Yanlış bir şehir haritası hiç yoktan iyi midir?
"Ömrü boyunca günde üç paket sigara içti ve 100 yaşını geçti. Demek ki sigara sağlığa o kadar da zararlı olamaz." Ya da "Hamburg güvenlidir. Bir tanıdığım var, en lüks semtlerden birinin göbeğinde oturuyor. Kapısını kilitlemiyor, tatildeyken bile hırsız girdiği hiç olmamış." Bu tür cümleler bir şeyler ispatlama çabasıdır -ama hiçbir şeyi ispatlamaz. Böyle konuşanlar hazırda bulunma etkisine kapılmışlardır.
Bir harf seçip size o harfle başlayan kelime mi daha çoktur yoksa o harfle biten kelime mi diye sorduğumu düşünün. O harfle biten kelimelerin sayısı daha fazla olsa bile çoğu insan buna yanlış cevap verecektir. Çünkü bir harfle başlayan kelimeler o harfle bitenlere kıyasla daha çabuk aklımıza gelir. Farklı şekilde ifade edersek onlar daha hazırda bulunurlar.
Hazırda bulunma etkisi şunu tanımlar: Aklımıza gelen örneklerin kolaylığından yola çıkarak kendimize bir dünya görüşü belirleriz. Bu elbette aptalcadır, çünkü gerçek hayatta hiçbir şey, sırf biz onu daha iyi hayal edebildiğimiz için daha sık yaşanmaz.
Hazırda bulunma etkisi sağ olsun, kafamızda yanlış bir risk haritasıyla dünyada gezinir dururuz. Böylelikle, uçak kazasında, araba kazasında ya da cinayete kurban giderek ölme riskini sistematik olarak gözümüzde büyütürüz. Diyabet ya da mide kanseri gibi daha az sansasyonel ölüm şekilleriyle can verme riskini hafife alırız. Bombalı saldırılar düşündüğümüzden çok daha enderdir, depresyonlar ise çok daha sık. Heyecan uyandırıcı, göze batan ya da ses getiren her şeye daha yüksek bir olasılık biçeriz. Sessiz ve görünmez olanlara ise düşük bir olasılık atfederiz. Heyecan verici, göze batan, ses getiren şeyler beynimiz için diğerlerinden daha hazırda bulunur. Beynimiz dramatik düşünür, niceliksel değil.
Hazırda bulunma etkisinin sık kurbanları özellikle doktorlardır. Gözde tedavileri vardır, bunları her tür vakada uygularlar. Daha uygun tedaviler olsa da bunlar doktorlar için düşüncede hazırda bekleyen tedaviler değildir. Böylece doktorlar bildiklerini uygular. Şirket danışmanları da farklı değildir. Tamamen yeni bir durumla karşılaştıklarında ellerini başlarına götürüp iç çekerek "Size ne önerebileceğimi gerçekten bilmiyorum" demezler. Hayır, bildikleri danışma süreçlerinden birini başlatırlar -duruma uysa da uymasa da.
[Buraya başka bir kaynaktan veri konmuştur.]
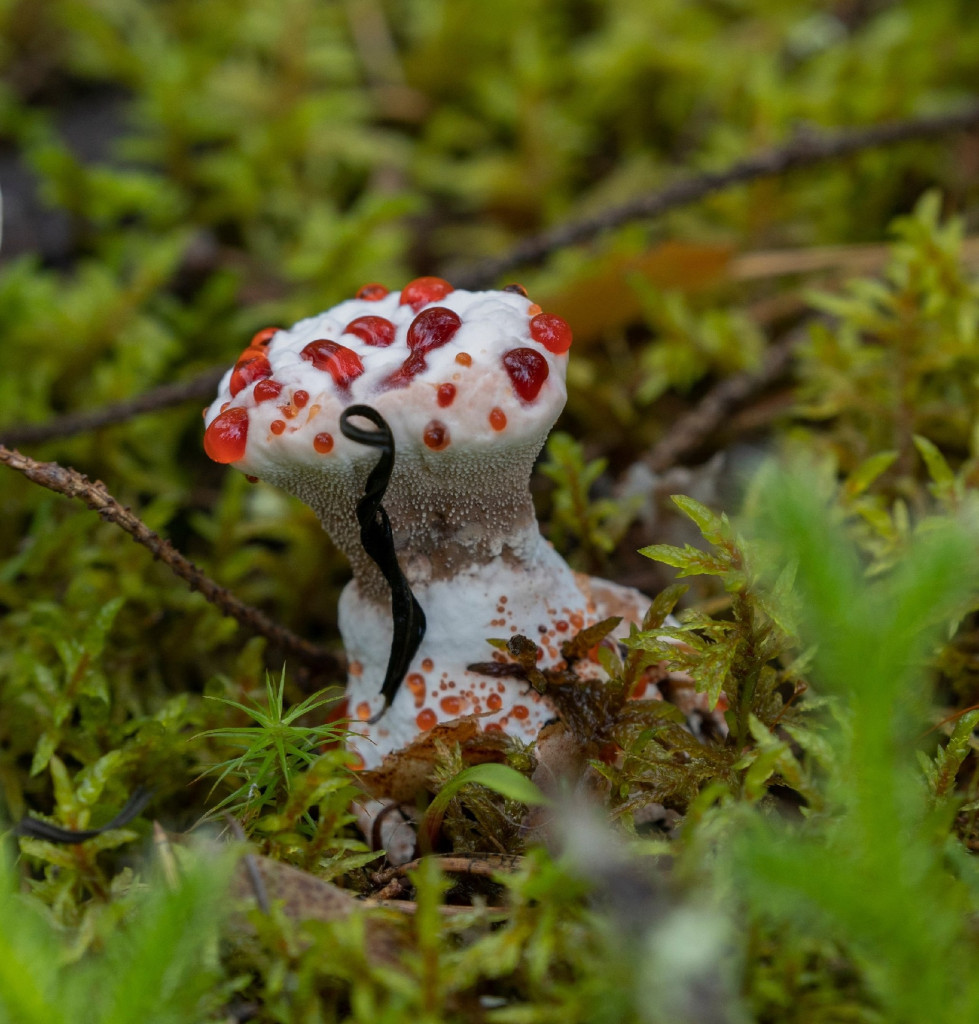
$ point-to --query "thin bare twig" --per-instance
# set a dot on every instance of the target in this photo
(695, 426)
(70, 482)
(485, 866)
(201, 386)
(805, 150)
Bir şey sık tekrarlandığında bunu tekrar çağırma işi beynimiz için kolaylaşır. O şeyin doğru olması bile gerekmez. UFO, yaşam enerjisi ve karma sözcüklerini yeterince sık tekrarlamanız kâfidir -insan birden inanmaya başlar.
Hazırda bulunma etkisinin yeri yönetim kurulu toplantılarında da çoktan hazırdır. Beyler, yönetimin onların önüne koymadığı ama çok daha önemli olabilecek şeyleri (örneğin rakibin başarılı bir hamlesini, çalışanların motivasyonunun düşüşünü ya da tüketici davranışlarında beklenmedik değişiklikleri) görüşmek yerine önlerine konanları -genellikle çeyrek yıllık rakamları- tartışır. İnsanların ilk etapta, kolay ulaşılabilir verilerle reçeteleri kullandıklarını hep gözlemliyorum, kararlarını bu temelde veriyorlar -genellikle de feci sonuçlarla. Sanki yabancı bir şehirdeyiz, elimizde o şehrin haritası yokken cebimizde başka bir şehrin haritasını buluyor; bulmuşken de kullanıyoruz. Hiç harita olmamasındansa yanlış bir harita olması daha mı iyi?
Buna karşı ne yapabiliriz: Sizden farklı düşünen, sizden tamamen farklı deneyimleri olan insanlarla bir araya gelin. Zira tek başınıza hazırda bulunma etkisini yenmek gibi bir şansınız hiç yoktur.